"Badur's a wraith," Rodan said. "An empty, broken shell, washed ashore at high water. He's nothing." He spat. The boy looked at him, his face without expression. Rodan wiped his mouth with the back of his hand. "I don't know why I even care anymore." He turned away from us, rubbing his face with both hands.

Jared drew me aside. "Badur is was one of the gods. When the war started, something happened to them. Some say that the gods died, some say that they were shattered upon the face of the earth." He gave the boy a quick look. "The truth is that things are roaming the land - things, some good, some evil, and all beyond our comprehension. Things that may be the remains of our gods, or something else entirely." He swallowed. "When we first encountered them we rejoiced, thinking the gods had returned to us. But we've learned to be careful."

I glanced at the boy. He stood motionless, watching us. "Tell him," the boy told me as he saw me looking at him.

"Tell him what?"

"You know."

I did, and I wondered how to tell Jared. He had never spoken about our experience in the burning palace, and neither had I.



"There's something you need to know." I sent him an image of the vision we had shared, of the fire that had nearly killed us. For the first time I wondered whether, had we died, our deaths would have meant anything in the real world.

He gave me a puzzled look.

"Please," I said. "Do you remember the voice we heard?"

"What voice?"

"He said something like, the master is gone and we must mourn, and after a while you began to chant along with him." I sent him another image of what I had seen and heard, recreating the experience in as much detail as I could.

"A voice." He sounded surprised. "That's interesting."

"You do know what I'm talking about, don't you?"

"Yes, I do."

"I don't know how to explain this, but that voice is still with me. I get the impression that - whatever it is - wants to share our journey for reasons of its own." I tried to remember the conversation that I had with the voice earlier. "It seems curious about us."

He said nothing, and I began to replay the conversation that I had overheard between the boy and the voice.

I waited for him to respond, unsure of what to say or do. "That's interesting," he said eventually. He chuckled. "I won't kill the boy just yet, then."


"You don't know what some of these things are like." With that, his presence was gone.

Rodan had grabbed my shoulders and was shaking me. "What did you tell him? What could you possibly tell him?" I could see the anger and the despair in his eyes, and for a moment I panicked.

Find your centre, I told myself. feel the ground under your feet. Connect. Gradually I began to feel calmer.

He let go of my shoulders and took a step back.

"It's alright," I told him. "I understand."

"He may kill us all." His voice lacked conviction.

Jared began to laugh. "So what?

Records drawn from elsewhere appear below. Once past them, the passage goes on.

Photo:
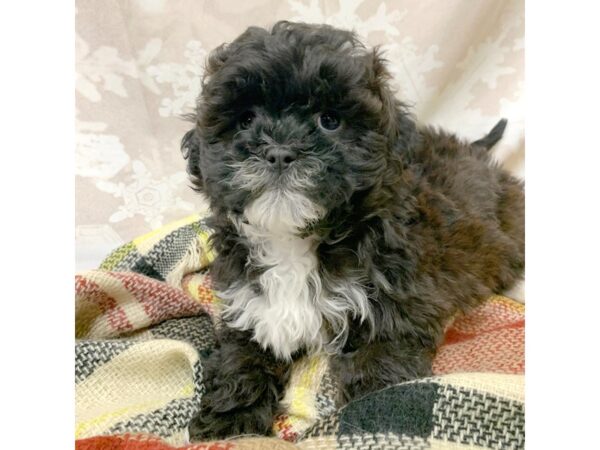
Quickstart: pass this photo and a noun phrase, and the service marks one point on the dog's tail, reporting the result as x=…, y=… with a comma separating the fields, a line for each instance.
x=492, y=138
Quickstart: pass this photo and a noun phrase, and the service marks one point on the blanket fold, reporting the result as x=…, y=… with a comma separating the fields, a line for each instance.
x=146, y=318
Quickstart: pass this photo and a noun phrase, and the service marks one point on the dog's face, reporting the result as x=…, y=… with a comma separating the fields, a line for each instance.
x=292, y=124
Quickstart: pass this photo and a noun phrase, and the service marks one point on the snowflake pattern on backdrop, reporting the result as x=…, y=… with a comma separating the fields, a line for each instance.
x=145, y=195
x=139, y=68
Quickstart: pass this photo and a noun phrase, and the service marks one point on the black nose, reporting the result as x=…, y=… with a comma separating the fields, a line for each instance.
x=280, y=157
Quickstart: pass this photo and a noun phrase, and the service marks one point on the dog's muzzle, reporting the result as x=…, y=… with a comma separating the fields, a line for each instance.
x=280, y=158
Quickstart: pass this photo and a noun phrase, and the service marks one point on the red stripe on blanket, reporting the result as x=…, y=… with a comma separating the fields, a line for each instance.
x=92, y=292
x=135, y=442
x=159, y=300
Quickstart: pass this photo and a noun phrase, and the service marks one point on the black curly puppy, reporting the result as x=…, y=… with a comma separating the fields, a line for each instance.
x=340, y=225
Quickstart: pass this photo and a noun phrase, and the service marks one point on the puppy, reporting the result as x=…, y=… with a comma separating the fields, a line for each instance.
x=340, y=225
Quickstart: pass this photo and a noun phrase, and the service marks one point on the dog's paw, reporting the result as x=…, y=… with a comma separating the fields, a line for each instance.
x=211, y=425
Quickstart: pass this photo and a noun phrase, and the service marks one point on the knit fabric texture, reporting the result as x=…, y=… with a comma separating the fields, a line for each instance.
x=147, y=317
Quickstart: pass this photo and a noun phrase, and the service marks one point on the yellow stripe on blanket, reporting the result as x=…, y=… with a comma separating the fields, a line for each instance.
x=146, y=242
x=142, y=378
x=300, y=397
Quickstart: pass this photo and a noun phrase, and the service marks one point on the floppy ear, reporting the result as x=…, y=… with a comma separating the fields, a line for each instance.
x=396, y=121
x=190, y=149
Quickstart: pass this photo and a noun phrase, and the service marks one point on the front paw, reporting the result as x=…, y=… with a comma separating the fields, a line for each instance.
x=219, y=418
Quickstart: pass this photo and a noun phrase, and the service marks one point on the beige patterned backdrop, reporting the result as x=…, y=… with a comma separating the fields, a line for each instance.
x=139, y=62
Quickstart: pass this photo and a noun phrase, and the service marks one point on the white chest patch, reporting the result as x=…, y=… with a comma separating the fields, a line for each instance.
x=289, y=304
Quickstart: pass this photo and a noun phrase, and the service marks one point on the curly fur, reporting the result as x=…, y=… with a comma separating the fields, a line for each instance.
x=373, y=238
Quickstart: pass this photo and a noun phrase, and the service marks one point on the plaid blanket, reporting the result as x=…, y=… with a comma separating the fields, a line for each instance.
x=146, y=318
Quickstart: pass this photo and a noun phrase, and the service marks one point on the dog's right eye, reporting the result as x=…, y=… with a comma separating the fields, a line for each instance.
x=246, y=120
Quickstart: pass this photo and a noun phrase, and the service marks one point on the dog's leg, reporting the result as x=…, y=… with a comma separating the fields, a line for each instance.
x=243, y=387
x=378, y=364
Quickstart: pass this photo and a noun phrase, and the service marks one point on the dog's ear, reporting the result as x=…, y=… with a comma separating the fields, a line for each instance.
x=396, y=121
x=190, y=149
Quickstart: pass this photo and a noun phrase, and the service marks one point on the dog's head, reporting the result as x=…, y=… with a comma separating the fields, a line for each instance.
x=293, y=125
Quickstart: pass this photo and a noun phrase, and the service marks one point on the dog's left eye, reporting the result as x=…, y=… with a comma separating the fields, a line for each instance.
x=329, y=121
x=246, y=119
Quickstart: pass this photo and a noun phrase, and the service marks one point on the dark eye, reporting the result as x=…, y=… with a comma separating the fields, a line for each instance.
x=329, y=121
x=246, y=119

We wouldn't be the first to die, nor the last."

"Yeah, go on, mock me."

"Rodan, the truth is that we've got no idea where we're going, or what we'll find when we'll get there. I don't know how we've come to hook up with our friend here," he nodded in my direction, "and yet I believe it is for a reason that we have." He shrugged. "For all we know Badur here might be with us for a reason." He gave a brief smile. "Who knows, he may even be Badur." He looked at the boy's scrawny form. "In any case, I doubt that he can do us much harm."

Rodan shook his head. "May the gods help me, I'm actually inclined to believe you." He chuckled. "We may not have to kill you just yet," he added to the boy.

"Why, thank you."

I know you, I caught myself thinking. I've met someone who talks just like you, and I don't think the similarity's a coincidence. For a moment I felt my muscles tense as I searched my memory in vain. We've met before, I thought. I'm pretty sure you didn't look or sound like this then, and yet I know that our paths have crossed.

When I looked up the boy was watching me, and he winked when my eyes met his.